I like people who don’t ask me about my day just so they can tell me about their own. I like people who genuinely care how my day was. I like people who push me to be better and to go out of my comfort zone. I like people who hold me accountable and ask me deep , difficult questions. I like people who I have real, heavy relationships with, who are truly on my wavelength and who I connect with authentically. I like people who make me laugh without putting other people down. I like people who are kind, and I like people who are real.

I was able to count on both hands the number of people like this in my life. Everyone else, I cut out, or at least began to distance myself from. I realized that I don’t have to like everyone, and if I didn’t pretend to anymore, if I didn’t let people who were always subtly trying to compete with me or one-up me back into my circle, I would get hurt a lot less.


  • How many opinions actually matter?


I also came to realize that not everyone has to like me. OUCH. My perfectionist, people-pleasing heart had a tough time coming to terms with that. It was the support of my teachers and school administrators that honestly flipped the switch in my head. They were mature enough to see right through to the truth and to love and support me in spite of everything being said. I decided that I did care way more about what adults thought of me than of what petty teenagers thought of me. Kids weren’t writing my recommendation letters, or helping me to become better intellectually, or keeping my best interests in mind. Kids were being kids. And there’s not an awful lot of credibility there.

I grew up a lot and finally realized that we’re all going to grow up eventually, and in a year, we would all graduate and never see each other again, anyway. So as long as my true friends, my family, and the influential adults in my life believed in me, I could believe in me too. My people are the only permanence.


  • Is this permanent?


Nope! Nope! Nope! Nothing is… but I’ll save that blog post for another day. 😉


  • How big is the world?


Who constitutes “everybody”? I remember breaking down to my best friend one night, telling her that “everybody” hated me. She just rolled her eyes. “7 billion people in the world. So really? Everyone hates you? Everyone?”

Yeah, Lexi, you’re not that special. I could literally move one county over and start all over. This is a big world. I’m a small person. Though this was, at the time, the most pressing issue in my life, it wasn’t the most pressing issue in anyone else’s. It wasn’t even really an issue.
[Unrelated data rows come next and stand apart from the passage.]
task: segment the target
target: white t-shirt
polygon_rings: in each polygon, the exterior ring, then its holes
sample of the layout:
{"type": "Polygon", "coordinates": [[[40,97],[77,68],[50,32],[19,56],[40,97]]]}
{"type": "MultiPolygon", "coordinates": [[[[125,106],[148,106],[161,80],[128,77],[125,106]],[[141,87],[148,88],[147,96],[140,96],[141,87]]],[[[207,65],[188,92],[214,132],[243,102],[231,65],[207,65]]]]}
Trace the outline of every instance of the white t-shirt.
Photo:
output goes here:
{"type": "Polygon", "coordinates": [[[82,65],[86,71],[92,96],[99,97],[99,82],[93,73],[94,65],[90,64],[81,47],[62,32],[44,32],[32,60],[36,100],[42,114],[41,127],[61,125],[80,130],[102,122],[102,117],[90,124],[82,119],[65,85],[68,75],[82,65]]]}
  • Find that love has become easier to give.


Compassion is not a trait we are born with; rather, it is a lesson that we learn. And sometimes it takes some awful life experiences to realize how cruel this world can be. Love despite it. Love because of it. Love because you know what loneliness feels like, what pain feels like. And when you feel like nobody cares about you, plaster on a smile and go care about everyone else. Love pushed outward is a more sustainable goal than love soaked in.  


  • Find that ties have become easier to sever.
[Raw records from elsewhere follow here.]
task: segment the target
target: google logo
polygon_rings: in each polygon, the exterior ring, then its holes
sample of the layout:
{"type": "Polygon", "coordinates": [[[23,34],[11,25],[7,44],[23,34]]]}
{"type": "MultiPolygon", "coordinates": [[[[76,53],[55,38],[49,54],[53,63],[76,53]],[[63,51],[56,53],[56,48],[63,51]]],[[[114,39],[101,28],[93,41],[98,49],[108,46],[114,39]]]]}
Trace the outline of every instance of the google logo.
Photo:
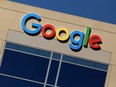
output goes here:
{"type": "MultiPolygon", "coordinates": [[[[23,17],[22,22],[21,22],[21,26],[22,29],[24,30],[25,33],[29,34],[29,35],[35,35],[38,33],[42,33],[43,37],[46,39],[51,39],[56,37],[57,40],[59,42],[66,42],[70,40],[70,44],[69,47],[74,50],[74,51],[78,51],[82,48],[82,46],[87,47],[88,44],[90,45],[90,47],[92,49],[100,49],[100,44],[102,43],[101,38],[99,35],[91,35],[91,28],[87,27],[86,28],[86,34],[84,34],[84,32],[75,30],[73,32],[69,32],[69,30],[67,28],[58,28],[55,29],[55,27],[52,24],[45,24],[45,25],[41,25],[39,23],[32,23],[32,27],[34,27],[34,30],[28,29],[26,27],[26,23],[28,22],[28,20],[30,19],[36,19],[39,22],[41,22],[41,17],[37,14],[27,14],[23,17]],[[50,30],[51,33],[47,33],[47,30],[50,30]],[[61,34],[65,33],[65,36],[62,37],[61,34]],[[79,37],[78,40],[75,39],[75,37],[79,37]]],[[[46,43],[47,44],[47,43],[46,43]]]]}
Pick your tribe and foster those connections recklessly. Let the rest of the world fall to the wayside. You do not need everybody, and everybody does not need to need you.


  • Learn to put yourself first.


Because there will be times when the only person looking out for you is you. You have to start believing, truly believing, that you are deserving of being a priority. Take care of yourself. Do what you need to do to meet your needs. Love yourself so much that it doesn’t matter if anyone else does. As Lana del Rey once said, no one is going to take your soul away. So hold it tight.


  • Finally meet your own soul.


Other people think they know you, but do you even know you? Find out. Find you. And then shake hands with yourself and become your own greatest ally. You’ll realize that you are the only person who can know you so deeply, and once you get over how scary that is, you’ll realize how sensational that is.


  • Rise above.


There is never an ounce of regret in being the bigger person. Hang in there and keep your eyes to the sun.


This, too, shall pass.


And you will be better because of it.